Check the firmware of the systems (including disks' firmware).
For HPE hardware, boot from the latest SPP and update everything.For other vendors, follow
the documentation.
Once the system is up test again:
1. Same raid controller + another SSD (check the IOPS as per vendors specs)
2. Same controller + same disk on another system
If in step 1 an SSD with lower specs performs better or in step 2 same hardware setup
performs better - involve the vendor to replace the SSD(s).

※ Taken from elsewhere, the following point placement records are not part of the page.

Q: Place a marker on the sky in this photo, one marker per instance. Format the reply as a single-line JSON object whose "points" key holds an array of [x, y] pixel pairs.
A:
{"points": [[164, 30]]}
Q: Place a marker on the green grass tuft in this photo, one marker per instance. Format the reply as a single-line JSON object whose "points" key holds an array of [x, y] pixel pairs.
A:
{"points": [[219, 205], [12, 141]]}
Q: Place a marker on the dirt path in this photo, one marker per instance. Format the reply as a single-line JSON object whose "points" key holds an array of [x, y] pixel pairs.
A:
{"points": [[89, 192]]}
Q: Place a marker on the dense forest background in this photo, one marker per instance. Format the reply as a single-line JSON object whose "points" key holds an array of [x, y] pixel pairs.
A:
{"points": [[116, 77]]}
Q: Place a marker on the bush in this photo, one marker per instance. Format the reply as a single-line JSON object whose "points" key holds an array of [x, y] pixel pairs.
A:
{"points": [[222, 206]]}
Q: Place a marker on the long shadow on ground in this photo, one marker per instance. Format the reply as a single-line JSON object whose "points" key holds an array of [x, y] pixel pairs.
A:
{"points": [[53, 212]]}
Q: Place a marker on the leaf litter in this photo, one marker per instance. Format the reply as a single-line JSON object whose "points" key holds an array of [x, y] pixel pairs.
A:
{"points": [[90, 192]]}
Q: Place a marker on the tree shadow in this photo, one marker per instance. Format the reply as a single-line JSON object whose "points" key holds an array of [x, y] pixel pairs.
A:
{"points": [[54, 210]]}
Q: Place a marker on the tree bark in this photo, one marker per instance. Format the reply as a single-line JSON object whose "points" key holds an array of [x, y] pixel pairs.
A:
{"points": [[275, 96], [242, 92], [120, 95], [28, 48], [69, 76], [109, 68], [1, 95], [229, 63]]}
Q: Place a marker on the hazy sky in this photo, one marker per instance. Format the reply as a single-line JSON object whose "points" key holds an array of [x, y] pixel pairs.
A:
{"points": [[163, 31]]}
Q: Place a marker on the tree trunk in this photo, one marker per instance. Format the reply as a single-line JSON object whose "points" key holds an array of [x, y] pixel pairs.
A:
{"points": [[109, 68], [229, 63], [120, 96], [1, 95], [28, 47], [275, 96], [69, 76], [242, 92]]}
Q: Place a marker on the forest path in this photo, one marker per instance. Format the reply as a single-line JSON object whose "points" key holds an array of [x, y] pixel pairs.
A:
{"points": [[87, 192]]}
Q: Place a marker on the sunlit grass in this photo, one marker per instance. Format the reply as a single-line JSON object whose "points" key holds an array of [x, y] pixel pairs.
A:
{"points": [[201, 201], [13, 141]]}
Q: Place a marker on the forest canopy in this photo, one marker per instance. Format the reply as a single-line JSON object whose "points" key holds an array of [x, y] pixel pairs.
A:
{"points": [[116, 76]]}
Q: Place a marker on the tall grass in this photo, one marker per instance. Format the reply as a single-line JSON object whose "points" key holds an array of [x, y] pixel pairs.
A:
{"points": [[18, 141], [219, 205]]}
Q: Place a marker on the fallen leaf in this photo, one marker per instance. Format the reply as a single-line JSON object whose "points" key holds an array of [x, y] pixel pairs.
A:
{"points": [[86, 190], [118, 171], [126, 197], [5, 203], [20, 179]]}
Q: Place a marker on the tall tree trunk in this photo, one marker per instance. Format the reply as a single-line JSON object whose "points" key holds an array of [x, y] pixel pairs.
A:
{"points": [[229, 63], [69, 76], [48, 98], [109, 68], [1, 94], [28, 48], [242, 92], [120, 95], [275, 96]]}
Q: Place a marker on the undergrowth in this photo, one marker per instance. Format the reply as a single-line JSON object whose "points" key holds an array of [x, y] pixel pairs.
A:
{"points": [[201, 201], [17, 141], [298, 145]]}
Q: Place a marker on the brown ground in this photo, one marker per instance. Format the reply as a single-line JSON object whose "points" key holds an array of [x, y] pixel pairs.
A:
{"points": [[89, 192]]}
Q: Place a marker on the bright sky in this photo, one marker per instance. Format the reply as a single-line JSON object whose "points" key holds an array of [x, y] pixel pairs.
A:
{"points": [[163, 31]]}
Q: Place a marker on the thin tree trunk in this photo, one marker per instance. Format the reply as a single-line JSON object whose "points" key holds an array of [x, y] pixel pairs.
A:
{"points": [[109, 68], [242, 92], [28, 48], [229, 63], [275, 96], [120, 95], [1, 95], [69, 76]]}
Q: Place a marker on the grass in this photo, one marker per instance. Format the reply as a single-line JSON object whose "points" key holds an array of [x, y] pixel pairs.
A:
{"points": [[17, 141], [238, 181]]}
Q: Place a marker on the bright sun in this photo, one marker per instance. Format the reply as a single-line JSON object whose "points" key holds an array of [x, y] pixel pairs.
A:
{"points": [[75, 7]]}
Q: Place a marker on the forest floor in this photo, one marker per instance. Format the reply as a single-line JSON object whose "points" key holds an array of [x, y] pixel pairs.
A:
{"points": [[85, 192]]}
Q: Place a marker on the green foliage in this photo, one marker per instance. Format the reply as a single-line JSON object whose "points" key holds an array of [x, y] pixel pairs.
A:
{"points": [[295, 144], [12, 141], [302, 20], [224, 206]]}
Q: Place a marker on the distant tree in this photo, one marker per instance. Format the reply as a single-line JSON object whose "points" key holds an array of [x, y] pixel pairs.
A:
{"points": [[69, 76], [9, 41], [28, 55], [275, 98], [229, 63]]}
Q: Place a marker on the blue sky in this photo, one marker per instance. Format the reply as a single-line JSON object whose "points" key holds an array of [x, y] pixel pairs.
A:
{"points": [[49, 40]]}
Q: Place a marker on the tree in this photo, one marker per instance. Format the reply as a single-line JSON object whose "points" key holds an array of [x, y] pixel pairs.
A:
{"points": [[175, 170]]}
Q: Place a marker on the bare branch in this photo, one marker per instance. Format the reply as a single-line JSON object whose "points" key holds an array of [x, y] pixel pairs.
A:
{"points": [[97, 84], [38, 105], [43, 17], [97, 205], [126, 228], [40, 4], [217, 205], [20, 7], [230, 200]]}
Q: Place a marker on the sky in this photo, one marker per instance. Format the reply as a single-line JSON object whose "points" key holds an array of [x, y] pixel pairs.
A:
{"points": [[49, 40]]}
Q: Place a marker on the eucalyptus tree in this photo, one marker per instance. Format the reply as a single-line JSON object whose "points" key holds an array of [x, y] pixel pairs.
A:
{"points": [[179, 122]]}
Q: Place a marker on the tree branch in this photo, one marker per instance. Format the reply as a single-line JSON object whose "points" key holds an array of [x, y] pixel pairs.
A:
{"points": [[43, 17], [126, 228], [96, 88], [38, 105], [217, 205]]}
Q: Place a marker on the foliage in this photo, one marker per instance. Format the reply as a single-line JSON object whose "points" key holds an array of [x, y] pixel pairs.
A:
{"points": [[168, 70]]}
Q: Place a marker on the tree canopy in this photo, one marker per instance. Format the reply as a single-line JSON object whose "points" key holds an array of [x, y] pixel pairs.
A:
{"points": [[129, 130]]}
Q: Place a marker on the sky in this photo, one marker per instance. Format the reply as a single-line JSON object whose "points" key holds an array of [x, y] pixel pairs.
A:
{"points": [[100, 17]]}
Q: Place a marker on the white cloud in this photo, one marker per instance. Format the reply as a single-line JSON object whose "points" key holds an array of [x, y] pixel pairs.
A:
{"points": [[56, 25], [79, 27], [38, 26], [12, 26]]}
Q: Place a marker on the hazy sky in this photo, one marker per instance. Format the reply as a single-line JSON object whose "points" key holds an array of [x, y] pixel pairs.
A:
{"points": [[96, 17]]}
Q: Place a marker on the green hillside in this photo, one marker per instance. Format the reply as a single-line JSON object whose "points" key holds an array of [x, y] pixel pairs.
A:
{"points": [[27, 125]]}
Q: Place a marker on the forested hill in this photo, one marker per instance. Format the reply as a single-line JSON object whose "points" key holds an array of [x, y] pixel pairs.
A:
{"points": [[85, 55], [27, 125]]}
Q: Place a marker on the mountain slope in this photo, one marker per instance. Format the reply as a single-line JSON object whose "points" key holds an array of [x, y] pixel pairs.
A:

About the Gluster brick replacement - the easiest and fastest approach is to replace only
the gluster bricks .
Once you swap the disks, recreate the LVM (then will be the moment to make some changes
in the layout - like thin LVM for gluster snapshots) and setup the mounting (either fstab
or using '.mount' unit files) - you will need to:
1. Create the directory that will contain the brick:
mkdir /gluster_bricks/data/data
2. Restore the selinux (consider instead to define in the mount options the
'context=<full context for gluster>' )
restorecon -RFvv /gluster_bricks/data
3. You then need to use one of the following:
A) gluster's 'reset-brick' -> I had issues with gluster v3 , but should
be OK now
B) gluster's 'replace-brick'
The difference is that the first one requires the brick to be mounted on the old location
, while replace-brick dosan't need that.
Once the heal is over - you can proceed with the next node.
Don't forget -> set the node in maintenance prior disk/controller replacement or
you might get fenced :)
Edit: The previous recommendations are still valid. Once the bricks are replaced, you
can consider updating gluster version to latest supported.
I guess other community members can step in and share what version they are using.
Best Regards,
Strahil Nikolov